I found it in the Preface of Kipling’s ‘Life’s Handicap,’ and it appears not to have the standard meaning of nevertheless as discussed in How to use 'even so'? Here is an extended quote for context. Kipling is talking to a man named Gobind. "Even so" occurs five parapgraphs down.
‘And what,’ said Gobind one Sunday afternoon, ‘is your honoured craft, and by what manner of means earn you your daily bread?’
‘I am,’ said I, ‘a kerani – one who writes with a pen upon paper, not being in the service of the Government.’
‘Then what do you write?’ said Gobind. ‘Come nearer, for I cannot see your countenance, and the light fails.’
‘I write about all matters that lie within my understanding, and of many that are not. But chiefly I write of Life and Death, and of men and women, and Love and Fate according to the measure of my ability, telling the tale through the mouths of one, two, or more people. Then by the favour of God money accrues to me that I may keep alive.’

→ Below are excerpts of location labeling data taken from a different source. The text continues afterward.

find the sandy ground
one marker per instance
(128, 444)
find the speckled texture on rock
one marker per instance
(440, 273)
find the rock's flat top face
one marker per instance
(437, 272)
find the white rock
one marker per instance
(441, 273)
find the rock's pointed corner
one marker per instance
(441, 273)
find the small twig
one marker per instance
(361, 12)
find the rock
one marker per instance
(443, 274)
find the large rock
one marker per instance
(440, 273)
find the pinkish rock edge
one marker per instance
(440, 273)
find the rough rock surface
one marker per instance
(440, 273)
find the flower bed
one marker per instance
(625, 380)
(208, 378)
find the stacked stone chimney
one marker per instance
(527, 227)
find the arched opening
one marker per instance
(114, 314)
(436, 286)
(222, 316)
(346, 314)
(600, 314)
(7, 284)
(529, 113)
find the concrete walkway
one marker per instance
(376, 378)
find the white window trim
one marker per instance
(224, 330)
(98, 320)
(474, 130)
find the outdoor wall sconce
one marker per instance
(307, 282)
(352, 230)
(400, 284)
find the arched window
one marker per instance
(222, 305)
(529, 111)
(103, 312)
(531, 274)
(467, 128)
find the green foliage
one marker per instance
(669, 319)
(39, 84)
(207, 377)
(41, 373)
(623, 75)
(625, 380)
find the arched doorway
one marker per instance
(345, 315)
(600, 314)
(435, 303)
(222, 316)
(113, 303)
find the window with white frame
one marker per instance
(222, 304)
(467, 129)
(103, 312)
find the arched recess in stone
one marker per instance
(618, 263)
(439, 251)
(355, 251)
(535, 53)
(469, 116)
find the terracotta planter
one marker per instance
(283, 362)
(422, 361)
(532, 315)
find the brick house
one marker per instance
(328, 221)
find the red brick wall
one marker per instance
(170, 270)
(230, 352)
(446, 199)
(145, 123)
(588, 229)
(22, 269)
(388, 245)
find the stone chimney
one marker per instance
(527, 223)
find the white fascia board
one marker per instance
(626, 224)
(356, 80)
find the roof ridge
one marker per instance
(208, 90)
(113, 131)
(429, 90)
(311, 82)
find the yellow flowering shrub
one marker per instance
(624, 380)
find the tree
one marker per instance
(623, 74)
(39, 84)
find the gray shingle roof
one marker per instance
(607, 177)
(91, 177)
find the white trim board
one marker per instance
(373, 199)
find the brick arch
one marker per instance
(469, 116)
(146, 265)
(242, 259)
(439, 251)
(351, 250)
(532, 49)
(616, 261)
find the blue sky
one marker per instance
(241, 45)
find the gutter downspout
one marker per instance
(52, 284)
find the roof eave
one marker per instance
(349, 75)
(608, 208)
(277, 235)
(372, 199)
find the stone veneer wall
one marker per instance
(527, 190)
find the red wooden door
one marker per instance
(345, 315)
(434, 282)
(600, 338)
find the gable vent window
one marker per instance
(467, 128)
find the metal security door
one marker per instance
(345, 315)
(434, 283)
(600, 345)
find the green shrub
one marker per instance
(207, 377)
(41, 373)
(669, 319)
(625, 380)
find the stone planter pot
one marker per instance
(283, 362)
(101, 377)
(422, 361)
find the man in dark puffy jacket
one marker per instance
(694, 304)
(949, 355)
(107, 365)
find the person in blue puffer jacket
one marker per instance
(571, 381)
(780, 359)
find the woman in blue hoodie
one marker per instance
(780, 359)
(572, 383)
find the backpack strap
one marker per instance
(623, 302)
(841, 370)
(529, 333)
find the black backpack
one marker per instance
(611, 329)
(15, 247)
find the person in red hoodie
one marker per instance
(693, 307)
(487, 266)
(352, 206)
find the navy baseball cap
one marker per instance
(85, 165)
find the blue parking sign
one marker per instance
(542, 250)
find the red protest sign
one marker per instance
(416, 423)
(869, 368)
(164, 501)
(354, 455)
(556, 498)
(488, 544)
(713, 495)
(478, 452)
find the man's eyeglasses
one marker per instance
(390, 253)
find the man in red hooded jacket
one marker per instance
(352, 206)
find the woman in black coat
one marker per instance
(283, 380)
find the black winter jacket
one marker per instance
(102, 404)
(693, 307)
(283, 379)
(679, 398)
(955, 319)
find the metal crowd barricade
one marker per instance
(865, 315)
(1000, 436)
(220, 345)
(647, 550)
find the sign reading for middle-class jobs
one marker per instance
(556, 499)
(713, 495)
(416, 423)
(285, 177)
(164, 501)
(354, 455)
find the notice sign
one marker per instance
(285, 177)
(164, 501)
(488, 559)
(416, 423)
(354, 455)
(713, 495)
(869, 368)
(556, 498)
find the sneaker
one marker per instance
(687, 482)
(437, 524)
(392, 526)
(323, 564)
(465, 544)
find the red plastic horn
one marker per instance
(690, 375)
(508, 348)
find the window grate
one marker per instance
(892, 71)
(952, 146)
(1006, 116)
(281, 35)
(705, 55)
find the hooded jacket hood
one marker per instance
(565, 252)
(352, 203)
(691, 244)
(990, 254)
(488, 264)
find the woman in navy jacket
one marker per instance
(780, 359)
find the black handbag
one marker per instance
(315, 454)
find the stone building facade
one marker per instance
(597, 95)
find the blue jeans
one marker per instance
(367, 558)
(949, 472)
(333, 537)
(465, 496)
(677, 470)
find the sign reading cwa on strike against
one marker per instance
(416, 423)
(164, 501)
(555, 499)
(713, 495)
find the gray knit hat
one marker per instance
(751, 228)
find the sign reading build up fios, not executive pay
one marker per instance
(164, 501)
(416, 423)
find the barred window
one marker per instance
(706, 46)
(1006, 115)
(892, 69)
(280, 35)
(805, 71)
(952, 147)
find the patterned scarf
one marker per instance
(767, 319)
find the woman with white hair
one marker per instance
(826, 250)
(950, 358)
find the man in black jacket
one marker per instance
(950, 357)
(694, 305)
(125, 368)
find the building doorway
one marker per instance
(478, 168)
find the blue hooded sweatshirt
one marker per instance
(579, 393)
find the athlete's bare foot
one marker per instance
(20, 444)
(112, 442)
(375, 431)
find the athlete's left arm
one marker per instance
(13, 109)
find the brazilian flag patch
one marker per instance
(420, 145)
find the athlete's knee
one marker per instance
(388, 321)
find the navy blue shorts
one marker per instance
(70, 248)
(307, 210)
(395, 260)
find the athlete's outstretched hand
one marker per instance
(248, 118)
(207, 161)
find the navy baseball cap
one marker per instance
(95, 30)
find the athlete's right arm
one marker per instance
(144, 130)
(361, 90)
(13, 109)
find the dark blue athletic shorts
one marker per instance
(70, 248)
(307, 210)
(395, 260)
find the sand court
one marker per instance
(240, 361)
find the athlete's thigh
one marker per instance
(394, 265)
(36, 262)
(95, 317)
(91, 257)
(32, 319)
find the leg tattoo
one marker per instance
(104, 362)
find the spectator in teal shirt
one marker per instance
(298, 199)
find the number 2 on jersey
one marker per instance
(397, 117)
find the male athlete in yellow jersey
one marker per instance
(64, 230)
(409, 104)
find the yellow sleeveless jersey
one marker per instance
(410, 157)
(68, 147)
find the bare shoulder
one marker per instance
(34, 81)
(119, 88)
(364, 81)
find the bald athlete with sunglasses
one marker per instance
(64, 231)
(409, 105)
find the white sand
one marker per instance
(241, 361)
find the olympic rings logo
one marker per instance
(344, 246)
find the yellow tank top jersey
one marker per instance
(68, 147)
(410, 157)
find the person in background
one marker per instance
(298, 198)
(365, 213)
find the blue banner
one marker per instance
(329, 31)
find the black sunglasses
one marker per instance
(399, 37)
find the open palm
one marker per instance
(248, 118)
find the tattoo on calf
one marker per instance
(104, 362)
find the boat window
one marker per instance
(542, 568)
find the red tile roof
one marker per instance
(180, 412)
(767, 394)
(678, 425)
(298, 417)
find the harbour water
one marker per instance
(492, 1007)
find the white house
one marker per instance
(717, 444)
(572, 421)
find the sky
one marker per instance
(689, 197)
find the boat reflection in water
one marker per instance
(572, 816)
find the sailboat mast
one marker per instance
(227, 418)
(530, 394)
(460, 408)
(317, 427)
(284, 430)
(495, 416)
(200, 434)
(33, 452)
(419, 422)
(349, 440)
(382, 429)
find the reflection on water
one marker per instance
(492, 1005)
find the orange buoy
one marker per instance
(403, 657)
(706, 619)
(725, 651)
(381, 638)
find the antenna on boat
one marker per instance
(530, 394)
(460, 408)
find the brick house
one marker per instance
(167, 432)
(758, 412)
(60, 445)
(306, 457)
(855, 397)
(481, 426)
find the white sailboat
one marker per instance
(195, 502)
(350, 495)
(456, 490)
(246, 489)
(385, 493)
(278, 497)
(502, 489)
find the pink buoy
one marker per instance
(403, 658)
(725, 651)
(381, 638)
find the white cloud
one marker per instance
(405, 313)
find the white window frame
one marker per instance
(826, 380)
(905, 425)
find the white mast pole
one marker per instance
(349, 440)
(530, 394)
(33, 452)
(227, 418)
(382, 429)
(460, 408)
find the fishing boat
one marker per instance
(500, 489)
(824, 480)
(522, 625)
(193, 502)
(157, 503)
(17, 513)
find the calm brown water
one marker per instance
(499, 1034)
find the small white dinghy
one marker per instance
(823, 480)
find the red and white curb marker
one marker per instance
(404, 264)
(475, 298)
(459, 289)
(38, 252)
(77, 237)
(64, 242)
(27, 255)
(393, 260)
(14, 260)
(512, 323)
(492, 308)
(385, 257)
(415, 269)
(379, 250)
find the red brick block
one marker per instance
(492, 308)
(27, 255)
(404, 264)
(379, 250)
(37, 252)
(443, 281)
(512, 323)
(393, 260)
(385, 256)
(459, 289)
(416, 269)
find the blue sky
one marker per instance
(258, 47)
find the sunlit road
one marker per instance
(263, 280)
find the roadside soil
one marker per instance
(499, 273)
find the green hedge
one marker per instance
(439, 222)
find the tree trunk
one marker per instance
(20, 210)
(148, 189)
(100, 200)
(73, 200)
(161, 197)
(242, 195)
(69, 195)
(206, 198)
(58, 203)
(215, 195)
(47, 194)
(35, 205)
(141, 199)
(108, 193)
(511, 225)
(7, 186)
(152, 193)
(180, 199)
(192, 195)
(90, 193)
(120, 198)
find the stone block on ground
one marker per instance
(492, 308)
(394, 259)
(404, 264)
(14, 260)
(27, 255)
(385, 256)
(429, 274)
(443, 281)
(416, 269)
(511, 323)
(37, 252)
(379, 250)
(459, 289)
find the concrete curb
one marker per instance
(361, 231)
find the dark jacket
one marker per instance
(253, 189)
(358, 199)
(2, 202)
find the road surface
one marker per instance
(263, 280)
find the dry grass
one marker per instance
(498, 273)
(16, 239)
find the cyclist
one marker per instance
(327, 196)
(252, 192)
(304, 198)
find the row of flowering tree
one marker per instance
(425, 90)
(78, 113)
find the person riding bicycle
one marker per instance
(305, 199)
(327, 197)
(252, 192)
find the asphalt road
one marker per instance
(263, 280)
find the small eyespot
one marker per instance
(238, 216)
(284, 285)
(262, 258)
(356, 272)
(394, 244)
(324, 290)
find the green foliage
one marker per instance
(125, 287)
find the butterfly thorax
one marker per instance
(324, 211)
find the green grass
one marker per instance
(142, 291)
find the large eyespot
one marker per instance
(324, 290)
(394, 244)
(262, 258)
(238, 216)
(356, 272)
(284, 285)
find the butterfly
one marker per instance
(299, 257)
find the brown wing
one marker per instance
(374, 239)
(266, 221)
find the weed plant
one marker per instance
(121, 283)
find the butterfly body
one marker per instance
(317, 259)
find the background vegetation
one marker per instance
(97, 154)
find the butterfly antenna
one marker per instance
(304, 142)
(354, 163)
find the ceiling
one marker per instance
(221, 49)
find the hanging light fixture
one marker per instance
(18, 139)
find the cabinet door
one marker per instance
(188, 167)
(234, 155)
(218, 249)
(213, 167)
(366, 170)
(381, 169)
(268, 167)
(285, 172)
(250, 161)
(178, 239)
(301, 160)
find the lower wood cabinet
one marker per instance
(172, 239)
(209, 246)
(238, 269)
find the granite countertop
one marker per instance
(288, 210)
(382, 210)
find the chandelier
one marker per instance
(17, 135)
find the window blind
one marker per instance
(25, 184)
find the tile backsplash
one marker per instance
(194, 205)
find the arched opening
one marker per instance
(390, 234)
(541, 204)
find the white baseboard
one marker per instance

'Even so,' said Gobind. 'That is the work of the bazar story−teller; but he speaks straight to men and women and does not write anything at all. Only when the tale has aroused expectation, and calamities are about to befall the virtuous, he stops suddenly and demands payment ere he continues the narration. Is it so in your craft, my son?'
Yes, it is a full stop after “ ‘Even so,’ said Gobind.” So it looks a thought it means something other than “nevertheless” or “that being the case." Can anyone help?
There is another instance in the same book, in “Little Tobrah. Little Tobrah has just mentioned a little sister. Then it goes:
‘She who was found dead in the well?’ said one who had heard something of the trial. ‘Even so,’ said Little Tobrah gravely. ‘She who was found dead in the well.’
In this case, I think it clearly means “yes” or “exactly.” Can anyone help me with the first quote? Kipling often puts unusual, somewhat archaic, I think, constructions in the mouth of Indians. It is possibly the case here.